In these countries, people using Kiwix tend to be middle-class, Coillet-Matillon says. “They may not be actively fighting censorship, they just want to have access to a quality product they can’t get in their own country.”

Unwilling activists

According to its CEO, Kiwix has never had such high-volume traffic as it did in the past few weeks, and that raises questions. The association doesn’t see its job as opposing Moscow outright. “Our mission is free access to information. That has made us unwilling activists,” he says.

So should Kiwix be promoted as a tool to bypass censorship?

“If we start to put ourselves forward as a group that fights state censorship, there would be political exposure involved for the foundations that fund us,” Coillet-Matillon says.

So the team weighs its choices. After having thought at first it would offer a selection of articles in Russian on the Ukraine war for download, it decided not to, thinking that “this move would have meant taking sides”. Instead, Kiwix has been compiling packages of medical documentation, especially battlefield medicine, which it promoted on Ukrainian Google in March. This was a new departure for a group that has never advertised.

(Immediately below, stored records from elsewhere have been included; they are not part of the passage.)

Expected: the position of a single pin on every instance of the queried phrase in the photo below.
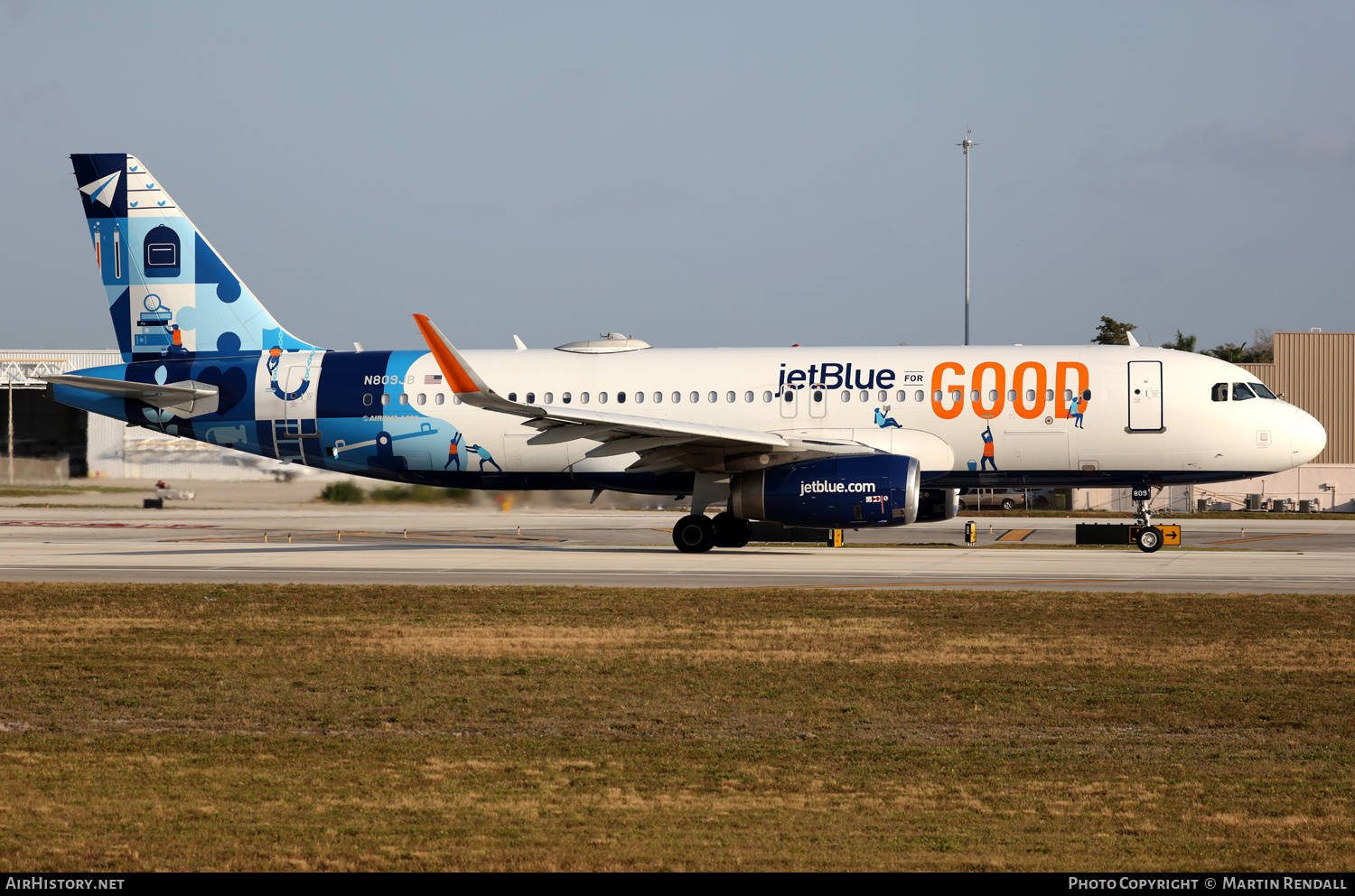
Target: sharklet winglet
(463, 378)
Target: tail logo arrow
(102, 189)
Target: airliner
(807, 435)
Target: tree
(1113, 332)
(1182, 343)
(1228, 351)
(1260, 352)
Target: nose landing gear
(1149, 537)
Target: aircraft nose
(1309, 438)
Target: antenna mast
(965, 145)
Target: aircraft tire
(694, 535)
(1149, 538)
(731, 532)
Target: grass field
(262, 727)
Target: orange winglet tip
(444, 354)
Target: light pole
(965, 145)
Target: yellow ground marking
(1235, 541)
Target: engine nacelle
(837, 492)
(937, 505)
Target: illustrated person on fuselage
(883, 422)
(176, 336)
(484, 457)
(454, 453)
(988, 451)
(1076, 411)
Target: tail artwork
(168, 290)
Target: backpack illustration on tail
(168, 290)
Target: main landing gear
(698, 533)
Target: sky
(701, 173)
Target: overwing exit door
(1145, 396)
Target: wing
(663, 444)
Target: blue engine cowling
(839, 492)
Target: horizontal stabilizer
(176, 395)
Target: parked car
(992, 499)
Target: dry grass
(262, 727)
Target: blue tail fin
(168, 290)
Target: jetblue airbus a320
(807, 435)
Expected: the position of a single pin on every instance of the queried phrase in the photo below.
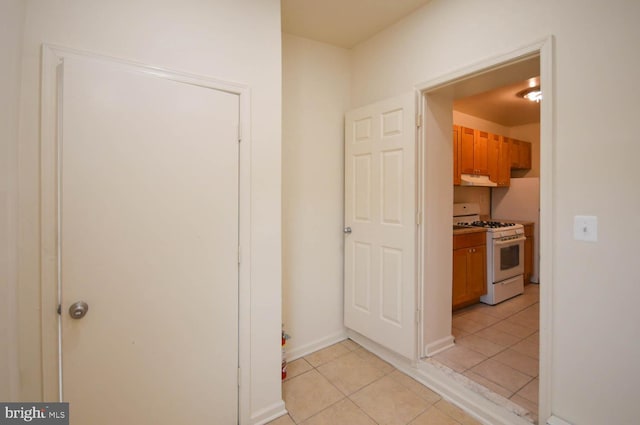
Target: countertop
(466, 230)
(508, 220)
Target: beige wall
(227, 39)
(11, 29)
(531, 134)
(316, 80)
(594, 172)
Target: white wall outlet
(585, 228)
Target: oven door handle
(499, 242)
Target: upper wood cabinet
(474, 151)
(469, 269)
(456, 155)
(499, 160)
(484, 153)
(520, 154)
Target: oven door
(508, 258)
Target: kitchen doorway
(437, 121)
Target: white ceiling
(343, 23)
(502, 106)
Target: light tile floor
(346, 385)
(497, 347)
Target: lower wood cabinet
(469, 268)
(528, 253)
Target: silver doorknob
(78, 310)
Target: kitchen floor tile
(530, 391)
(513, 329)
(416, 387)
(498, 337)
(308, 394)
(343, 412)
(502, 375)
(282, 420)
(531, 407)
(434, 416)
(481, 345)
(480, 317)
(327, 354)
(528, 348)
(297, 367)
(350, 345)
(456, 413)
(488, 384)
(528, 317)
(458, 333)
(460, 358)
(389, 403)
(518, 361)
(467, 325)
(351, 372)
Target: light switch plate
(585, 228)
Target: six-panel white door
(148, 222)
(380, 210)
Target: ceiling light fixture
(533, 94)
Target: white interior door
(148, 213)
(380, 209)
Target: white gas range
(505, 253)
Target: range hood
(476, 180)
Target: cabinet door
(495, 141)
(524, 155)
(528, 253)
(459, 294)
(504, 163)
(515, 153)
(456, 155)
(481, 153)
(476, 272)
(467, 143)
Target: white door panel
(380, 208)
(148, 210)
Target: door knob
(78, 310)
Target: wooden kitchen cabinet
(469, 268)
(520, 154)
(499, 160)
(456, 155)
(474, 151)
(528, 252)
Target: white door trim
(52, 57)
(543, 48)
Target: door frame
(52, 57)
(544, 49)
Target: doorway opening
(437, 108)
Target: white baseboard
(554, 420)
(456, 389)
(297, 352)
(268, 414)
(440, 345)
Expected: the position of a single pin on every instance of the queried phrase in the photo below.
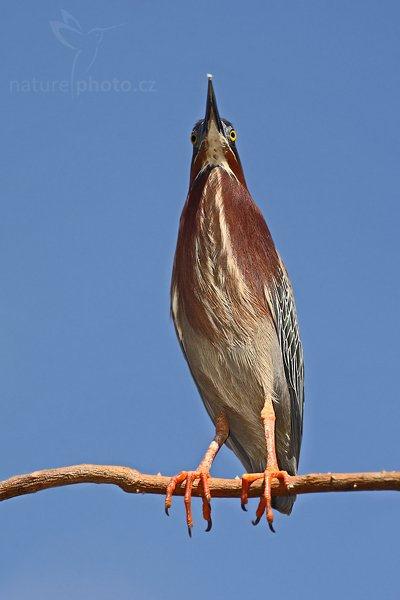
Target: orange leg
(272, 470)
(202, 473)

Coillet-Matillon plays down the risks Kiwix might be running. Technically, even though it would not be completely impossible for a country to block its operations, it would be a very complicated task, he believes. The organisation’s servers are scattered around the world – there are none in Lausanne – and there are about 20 mirror sites of Kiwix in existence, in different countries. Furthermore, a cyberattack on Kiwix would serve no purpose, since its code is free, and “there are copies of it all over the place”.

Coillet-Matillon adds that security programmes to fend off any cyberattacks have always been part of “the way we live” for the organisation, which collects no personal data. “The best defence is to be prepared – and we are,” he says.

Be that as it may, he would be surprised if Kiwix was considered a worthwhile target by hackers. “We’re not a major player,” he says. “And we still regard ourselves as providing a kind of educational software; we have our mission, we work at it, but we don’t think we are saving the world or anything like that.”